L'Afrique du Sud est perplexe. Dix de ses ressortissants ont été arrêtés alors même que son vice-président est en visite officielle en Chine. Les détails sont flous et le gouvernement sud-africain reste vague.

Les dix personnes en question faisaient apparemment partie d'un groupe de touristes qui visitaient le nord du pays, la région de la Mongolie intérieure, quand ils ont été arrêtés. Les autres membres du groupes sont des Britanniques et un Indien. « C’était un voyage pour explorer la Chine ancienne », écrit l’organisation humanitaire Gift of the Givers  sur sa page Facebook, dont font partie les 20 touristes.

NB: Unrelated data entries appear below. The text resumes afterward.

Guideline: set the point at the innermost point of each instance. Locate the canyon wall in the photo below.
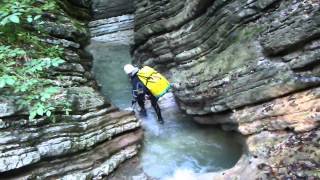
(88, 143)
(252, 66)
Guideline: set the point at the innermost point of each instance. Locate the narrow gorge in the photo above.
(244, 102)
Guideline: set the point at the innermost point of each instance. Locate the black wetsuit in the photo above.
(139, 91)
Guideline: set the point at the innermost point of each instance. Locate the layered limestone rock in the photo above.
(114, 30)
(111, 8)
(90, 142)
(252, 66)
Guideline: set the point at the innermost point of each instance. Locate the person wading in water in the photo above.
(139, 90)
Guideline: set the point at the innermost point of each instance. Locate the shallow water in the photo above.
(179, 143)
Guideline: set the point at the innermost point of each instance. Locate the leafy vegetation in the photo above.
(26, 61)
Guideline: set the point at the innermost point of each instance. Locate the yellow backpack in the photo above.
(157, 84)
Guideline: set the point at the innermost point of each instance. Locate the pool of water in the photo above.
(178, 144)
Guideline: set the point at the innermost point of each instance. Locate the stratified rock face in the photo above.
(252, 66)
(111, 8)
(115, 30)
(231, 54)
(90, 142)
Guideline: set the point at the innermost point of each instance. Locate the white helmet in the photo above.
(129, 69)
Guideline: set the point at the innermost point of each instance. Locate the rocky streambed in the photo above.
(248, 66)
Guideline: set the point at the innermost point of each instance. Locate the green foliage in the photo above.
(26, 62)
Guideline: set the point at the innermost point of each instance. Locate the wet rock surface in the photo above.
(251, 66)
(92, 140)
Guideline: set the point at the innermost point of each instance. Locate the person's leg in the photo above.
(155, 105)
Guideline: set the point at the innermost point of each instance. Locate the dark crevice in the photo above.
(290, 48)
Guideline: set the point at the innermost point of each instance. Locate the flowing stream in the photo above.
(178, 144)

Celle-ci, basée en Afrique du Sud se dit, sur son site internet proche du soufisme. Un voyage qui « a tourné horriblement mal le vendredi 10 juillet ». A peine arrivés à l’aéroport d’Ordos en Mongolie Intérieure, les touristes – dix Sud-africains, neuf Britanniques et un Indien – ont été arrêtés.

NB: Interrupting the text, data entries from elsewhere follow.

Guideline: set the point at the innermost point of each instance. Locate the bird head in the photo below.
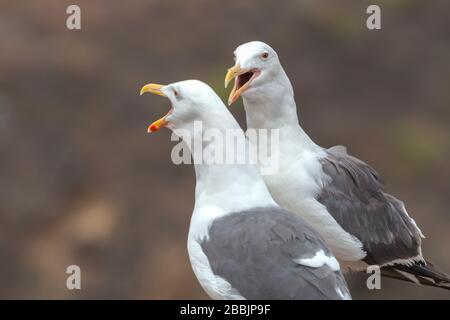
(256, 65)
(190, 100)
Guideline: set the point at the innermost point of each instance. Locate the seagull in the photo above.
(241, 244)
(342, 197)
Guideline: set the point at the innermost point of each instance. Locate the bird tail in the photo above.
(423, 273)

Des liens avec des groupes terroristes ?

C’est seulement 48h après que l’agence de voyages s’est rendu compte que quelque chose n’allait pas, relate notre correspondante à Pékin, Heike Schmidt. « Leurs téléphones ont été confisqués, ils n’ont pu alerter ni leurs ambassades ni leurs familles », écrit l’association dans un communiqué. La police accuserait certains d’entre eux d’avoir visionné des « vidéos de propagande » dans leur chambre d’hôtel et « d’être liés à un groupe terroriste ».

 

Pékin les soupçonnerait donc d'avoir des liens avec une organisation terroriste. Pour Imtiaz Sooleman, directeur d'une ONG sud-africaine contacté par les familles de ceux qui ont été arrêtés, les accusations sont très imprécises. « Au départ, les raisons données étaient que quelqu'un dans le groupe est soupçonné d'avoir des liens avec une organisation terroriste, sans nommer quelle organisation. Puis les autorités ont dit qu'elles soupçonnaient des liens avec une organisation interdite. Puis ils ont dit que certaines personnes regardaient une vidéo de propagande. Quel type de propagande ? Sur quoi ? Nous n'en savons rien », s’inquiète Imtiaz Sooleman, qui évoque la possibilité d'un malentendu.

Des membres de l'ANC

Lors d'un point avec la presse, la ministre sud-africaine des Affaires étrangères a indiqué que cinq des ressortissants étaient sur le point de rentrer et que des négociations étaient en cours pour les autres, sans donner plus de précision.

Une affaire toutefois embarrassante et d'autant plus surprenante que parmi le groupe se trouve des hommes d'affaires, des médecins, et plusieurs membres de l'ANC, le parti au pouvoir en Afrique du sud. Interrogée sur l'impact sur les relations entre les deux pays, la ministre des Affaires étrangères n'a pas répondu.